Zimri, the leader of the tribe of Shimon, sinned with a Midianite princess. Pinchas, knowing the law that Moshe had taught regarding such a situation, courageously entered Zimri’s tent and killed him. G-d rewarded Pinchas with kehunah, priesthood, for him and his descendants.
The Torah states that Pinchas was rewarded so greatly “because he was zealous for his G-d.” Rashi (on Bamidbar 25:11) explains that this means that he raged G-d’s rage and avenged G-d’s vengeance. Implied is that the sin that Pinchas avenged is regarded as an affront to G-d Himself—more so than any other transgression. Why?
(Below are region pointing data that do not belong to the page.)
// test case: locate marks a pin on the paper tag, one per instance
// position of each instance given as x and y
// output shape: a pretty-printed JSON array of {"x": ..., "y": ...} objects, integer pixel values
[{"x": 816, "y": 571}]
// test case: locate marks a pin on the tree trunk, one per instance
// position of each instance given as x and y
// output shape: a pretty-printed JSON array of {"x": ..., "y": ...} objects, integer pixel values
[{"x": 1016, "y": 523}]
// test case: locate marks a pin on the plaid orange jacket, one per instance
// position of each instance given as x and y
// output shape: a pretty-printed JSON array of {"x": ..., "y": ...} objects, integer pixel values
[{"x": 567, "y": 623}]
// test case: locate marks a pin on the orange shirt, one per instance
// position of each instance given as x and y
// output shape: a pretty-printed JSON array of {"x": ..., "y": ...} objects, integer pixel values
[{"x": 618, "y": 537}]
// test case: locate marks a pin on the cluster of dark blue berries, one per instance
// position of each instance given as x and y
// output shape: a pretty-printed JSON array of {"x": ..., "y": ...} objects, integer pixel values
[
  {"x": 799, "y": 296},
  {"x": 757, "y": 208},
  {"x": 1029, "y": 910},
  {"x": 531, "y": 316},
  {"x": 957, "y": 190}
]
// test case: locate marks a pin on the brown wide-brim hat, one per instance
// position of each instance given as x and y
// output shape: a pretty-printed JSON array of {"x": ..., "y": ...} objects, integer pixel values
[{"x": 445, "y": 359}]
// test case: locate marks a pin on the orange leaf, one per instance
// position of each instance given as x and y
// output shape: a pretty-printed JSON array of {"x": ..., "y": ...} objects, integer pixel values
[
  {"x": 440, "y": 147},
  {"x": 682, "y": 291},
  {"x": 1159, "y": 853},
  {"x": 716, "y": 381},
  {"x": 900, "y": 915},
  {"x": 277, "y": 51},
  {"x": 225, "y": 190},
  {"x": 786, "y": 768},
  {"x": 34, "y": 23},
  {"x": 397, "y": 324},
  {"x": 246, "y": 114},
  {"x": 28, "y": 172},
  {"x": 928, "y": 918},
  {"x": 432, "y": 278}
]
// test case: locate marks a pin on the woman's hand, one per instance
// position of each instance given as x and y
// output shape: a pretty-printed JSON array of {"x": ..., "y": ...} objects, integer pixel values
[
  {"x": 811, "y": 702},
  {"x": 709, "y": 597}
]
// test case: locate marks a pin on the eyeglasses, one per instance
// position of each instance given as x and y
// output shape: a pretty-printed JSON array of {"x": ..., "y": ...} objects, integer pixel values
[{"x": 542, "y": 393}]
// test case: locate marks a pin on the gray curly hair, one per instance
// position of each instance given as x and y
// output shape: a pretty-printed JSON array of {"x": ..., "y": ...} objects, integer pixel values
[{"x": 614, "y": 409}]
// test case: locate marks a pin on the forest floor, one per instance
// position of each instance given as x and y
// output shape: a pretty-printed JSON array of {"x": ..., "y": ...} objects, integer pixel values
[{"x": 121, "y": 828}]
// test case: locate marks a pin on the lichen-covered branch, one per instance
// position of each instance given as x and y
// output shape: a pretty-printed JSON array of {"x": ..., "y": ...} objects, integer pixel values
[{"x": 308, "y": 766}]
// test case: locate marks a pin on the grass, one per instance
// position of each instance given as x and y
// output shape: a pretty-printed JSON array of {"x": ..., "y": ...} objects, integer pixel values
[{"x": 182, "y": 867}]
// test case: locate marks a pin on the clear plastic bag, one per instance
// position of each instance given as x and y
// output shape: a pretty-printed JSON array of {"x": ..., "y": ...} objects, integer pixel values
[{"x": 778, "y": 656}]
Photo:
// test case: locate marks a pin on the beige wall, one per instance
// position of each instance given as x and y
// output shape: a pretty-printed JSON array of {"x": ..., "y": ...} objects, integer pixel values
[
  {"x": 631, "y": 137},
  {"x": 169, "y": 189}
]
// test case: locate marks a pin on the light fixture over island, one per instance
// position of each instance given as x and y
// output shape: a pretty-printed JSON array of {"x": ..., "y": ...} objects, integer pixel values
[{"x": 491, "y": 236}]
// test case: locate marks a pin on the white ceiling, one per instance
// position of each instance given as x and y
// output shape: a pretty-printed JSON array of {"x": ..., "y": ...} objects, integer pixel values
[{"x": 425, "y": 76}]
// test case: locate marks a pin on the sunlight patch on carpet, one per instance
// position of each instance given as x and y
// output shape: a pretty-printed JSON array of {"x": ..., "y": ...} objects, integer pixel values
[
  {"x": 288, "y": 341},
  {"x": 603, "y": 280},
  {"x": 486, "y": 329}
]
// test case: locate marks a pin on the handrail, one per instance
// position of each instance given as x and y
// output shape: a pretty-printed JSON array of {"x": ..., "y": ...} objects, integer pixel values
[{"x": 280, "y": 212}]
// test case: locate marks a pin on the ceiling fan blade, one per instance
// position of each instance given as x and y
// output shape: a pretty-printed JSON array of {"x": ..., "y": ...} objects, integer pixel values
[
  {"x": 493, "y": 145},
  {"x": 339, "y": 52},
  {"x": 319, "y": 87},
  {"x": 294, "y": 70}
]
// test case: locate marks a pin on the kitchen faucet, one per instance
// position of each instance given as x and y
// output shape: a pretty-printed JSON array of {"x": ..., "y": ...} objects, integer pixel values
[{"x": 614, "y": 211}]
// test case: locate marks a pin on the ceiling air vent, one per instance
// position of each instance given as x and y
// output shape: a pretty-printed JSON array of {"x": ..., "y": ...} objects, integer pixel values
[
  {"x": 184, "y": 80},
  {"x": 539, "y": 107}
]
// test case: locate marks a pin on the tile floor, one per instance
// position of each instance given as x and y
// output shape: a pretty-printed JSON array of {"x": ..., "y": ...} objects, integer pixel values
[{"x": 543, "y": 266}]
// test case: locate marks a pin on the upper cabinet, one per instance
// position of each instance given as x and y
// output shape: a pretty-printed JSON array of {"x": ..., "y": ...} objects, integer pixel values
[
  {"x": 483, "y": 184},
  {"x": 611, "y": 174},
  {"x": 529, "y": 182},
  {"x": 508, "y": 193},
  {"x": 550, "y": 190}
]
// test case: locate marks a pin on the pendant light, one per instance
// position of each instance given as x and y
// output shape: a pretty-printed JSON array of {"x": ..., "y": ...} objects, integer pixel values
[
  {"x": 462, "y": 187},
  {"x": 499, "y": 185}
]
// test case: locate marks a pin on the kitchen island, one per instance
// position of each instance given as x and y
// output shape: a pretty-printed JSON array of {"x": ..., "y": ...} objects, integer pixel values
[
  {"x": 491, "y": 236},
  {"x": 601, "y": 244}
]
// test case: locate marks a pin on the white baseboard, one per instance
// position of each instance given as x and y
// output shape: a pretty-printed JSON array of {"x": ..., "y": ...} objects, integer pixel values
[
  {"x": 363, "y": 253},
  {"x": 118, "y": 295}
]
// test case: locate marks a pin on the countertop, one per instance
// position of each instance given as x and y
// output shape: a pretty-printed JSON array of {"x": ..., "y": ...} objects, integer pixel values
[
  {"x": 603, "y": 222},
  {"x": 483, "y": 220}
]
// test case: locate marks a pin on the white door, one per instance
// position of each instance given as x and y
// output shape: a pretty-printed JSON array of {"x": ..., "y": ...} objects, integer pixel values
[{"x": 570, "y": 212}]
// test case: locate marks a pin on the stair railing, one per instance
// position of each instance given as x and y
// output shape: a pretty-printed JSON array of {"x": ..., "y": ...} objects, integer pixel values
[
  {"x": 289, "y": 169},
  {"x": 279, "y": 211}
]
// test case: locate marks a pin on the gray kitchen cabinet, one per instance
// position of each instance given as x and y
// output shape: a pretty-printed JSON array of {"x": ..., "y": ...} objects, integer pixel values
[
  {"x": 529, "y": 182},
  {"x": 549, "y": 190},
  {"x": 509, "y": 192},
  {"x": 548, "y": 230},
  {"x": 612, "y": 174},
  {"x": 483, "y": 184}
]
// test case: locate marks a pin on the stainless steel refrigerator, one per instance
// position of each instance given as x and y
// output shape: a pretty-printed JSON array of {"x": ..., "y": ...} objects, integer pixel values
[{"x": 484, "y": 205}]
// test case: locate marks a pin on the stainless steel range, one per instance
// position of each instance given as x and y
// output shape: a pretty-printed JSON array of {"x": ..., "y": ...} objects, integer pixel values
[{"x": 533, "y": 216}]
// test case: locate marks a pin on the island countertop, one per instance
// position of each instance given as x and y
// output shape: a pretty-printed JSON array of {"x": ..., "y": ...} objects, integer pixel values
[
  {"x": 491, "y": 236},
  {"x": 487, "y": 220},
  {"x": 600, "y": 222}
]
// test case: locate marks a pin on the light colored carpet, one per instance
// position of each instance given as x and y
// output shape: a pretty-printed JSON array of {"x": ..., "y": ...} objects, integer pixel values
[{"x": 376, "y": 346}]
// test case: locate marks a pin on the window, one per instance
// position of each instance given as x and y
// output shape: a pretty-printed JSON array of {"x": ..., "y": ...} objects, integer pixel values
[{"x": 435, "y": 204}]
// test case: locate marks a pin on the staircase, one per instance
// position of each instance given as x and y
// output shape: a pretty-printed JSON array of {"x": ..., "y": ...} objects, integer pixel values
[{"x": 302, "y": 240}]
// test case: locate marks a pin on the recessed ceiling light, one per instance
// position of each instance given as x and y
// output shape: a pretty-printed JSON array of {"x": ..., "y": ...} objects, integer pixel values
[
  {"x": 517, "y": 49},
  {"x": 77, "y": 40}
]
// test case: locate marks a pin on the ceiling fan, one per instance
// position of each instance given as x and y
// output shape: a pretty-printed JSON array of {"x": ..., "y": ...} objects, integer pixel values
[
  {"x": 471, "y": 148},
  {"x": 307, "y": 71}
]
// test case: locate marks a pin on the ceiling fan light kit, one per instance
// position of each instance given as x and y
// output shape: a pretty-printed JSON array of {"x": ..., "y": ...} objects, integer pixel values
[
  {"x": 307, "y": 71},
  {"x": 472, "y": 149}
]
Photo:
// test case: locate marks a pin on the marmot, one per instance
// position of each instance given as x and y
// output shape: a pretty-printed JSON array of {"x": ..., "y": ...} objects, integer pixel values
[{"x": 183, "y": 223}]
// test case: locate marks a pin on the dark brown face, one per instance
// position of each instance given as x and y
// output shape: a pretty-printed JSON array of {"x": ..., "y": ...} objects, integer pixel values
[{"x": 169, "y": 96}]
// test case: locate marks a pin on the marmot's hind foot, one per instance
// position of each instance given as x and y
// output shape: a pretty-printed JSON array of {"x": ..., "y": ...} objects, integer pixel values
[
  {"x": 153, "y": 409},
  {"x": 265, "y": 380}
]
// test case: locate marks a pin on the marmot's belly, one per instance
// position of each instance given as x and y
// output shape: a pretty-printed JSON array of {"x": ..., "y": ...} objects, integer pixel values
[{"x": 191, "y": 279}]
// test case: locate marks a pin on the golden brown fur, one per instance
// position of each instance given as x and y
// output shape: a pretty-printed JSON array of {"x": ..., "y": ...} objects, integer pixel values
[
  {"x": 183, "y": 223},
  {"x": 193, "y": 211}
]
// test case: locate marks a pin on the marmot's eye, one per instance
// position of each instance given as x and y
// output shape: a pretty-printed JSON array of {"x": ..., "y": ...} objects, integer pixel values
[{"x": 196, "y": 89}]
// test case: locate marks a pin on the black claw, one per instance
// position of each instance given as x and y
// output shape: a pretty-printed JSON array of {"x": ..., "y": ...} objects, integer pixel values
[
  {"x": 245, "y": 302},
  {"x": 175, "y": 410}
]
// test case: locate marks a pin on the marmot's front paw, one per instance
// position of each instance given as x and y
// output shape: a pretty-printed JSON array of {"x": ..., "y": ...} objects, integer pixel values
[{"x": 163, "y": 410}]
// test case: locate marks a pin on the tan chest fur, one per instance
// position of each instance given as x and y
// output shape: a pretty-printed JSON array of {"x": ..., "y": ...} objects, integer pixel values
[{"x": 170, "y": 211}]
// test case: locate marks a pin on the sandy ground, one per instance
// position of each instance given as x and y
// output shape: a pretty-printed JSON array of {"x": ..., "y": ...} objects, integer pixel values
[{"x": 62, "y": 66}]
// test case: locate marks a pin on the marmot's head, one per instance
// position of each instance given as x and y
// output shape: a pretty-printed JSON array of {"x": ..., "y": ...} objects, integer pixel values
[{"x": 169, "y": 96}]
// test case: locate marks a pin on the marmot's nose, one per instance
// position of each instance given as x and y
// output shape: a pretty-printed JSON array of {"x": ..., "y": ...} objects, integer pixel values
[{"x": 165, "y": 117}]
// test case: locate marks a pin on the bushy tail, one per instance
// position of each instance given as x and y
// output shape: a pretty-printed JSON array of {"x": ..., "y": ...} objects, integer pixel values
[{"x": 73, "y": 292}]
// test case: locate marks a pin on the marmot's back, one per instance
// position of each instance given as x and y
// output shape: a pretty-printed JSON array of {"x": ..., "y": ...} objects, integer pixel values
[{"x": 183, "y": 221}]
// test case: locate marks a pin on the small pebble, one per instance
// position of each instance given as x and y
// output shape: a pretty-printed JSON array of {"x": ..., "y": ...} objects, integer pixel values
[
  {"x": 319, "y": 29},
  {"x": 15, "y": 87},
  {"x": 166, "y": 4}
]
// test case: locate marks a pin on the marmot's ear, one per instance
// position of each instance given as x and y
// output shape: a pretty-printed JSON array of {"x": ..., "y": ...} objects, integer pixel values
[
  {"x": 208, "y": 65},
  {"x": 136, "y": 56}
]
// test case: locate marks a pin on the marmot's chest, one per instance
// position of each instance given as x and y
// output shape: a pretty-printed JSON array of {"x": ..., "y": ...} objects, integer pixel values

Chassidus explains that when a Jew transgresses any of the Torah’s commandments, the faculties of his G-dly soul that he employed in committing that sin are in a state of “exile,” vested in the act that defied G-d’s will. The exile of the G-dly soul is even greater when a person sins with his reproductive abilities, since reproduction draws from the very fabric of human life and the essence of the soul. Even so, however, the sinner remains a Jew, and his G-dly energies remain holy—albeit in exile until he repents. Even if a Jew birthed a child through prohibited relations, that illegitimate child is still Jewish.
A child born from a non-Jewish woman, however, is not a Jew. Hence, a sin such as Zimri’s causes the essential material of a Jewish body and soul to lose its Jewishness entirely, breaching the natural distinction that G-d created between Jew and non-Jew. Moreover, the Talmud (Niddah 31a) teaches that there are three partners in the creation of a child: a father, a mother, and G-d.  Thus, Zimri’s offense was an affront to G-d Himself, for he was also desecrating the G-dly power of reproduction (within him), as it were, utterly removing it from its sanctity.
This explains why G-d rewarded Pinchas with kehunahKehunah is a reality of nature; Rashi compares it elsewhere to the unchangeable realities of day and night (see Rashi, Bamidbar 16:5). Yet because Pinchas was zealous for G-d, avenging the breach of the natural distinction between Jew and non-Jew, G-d rewarded him commensurately with a breach of nature—He granted him kehunah.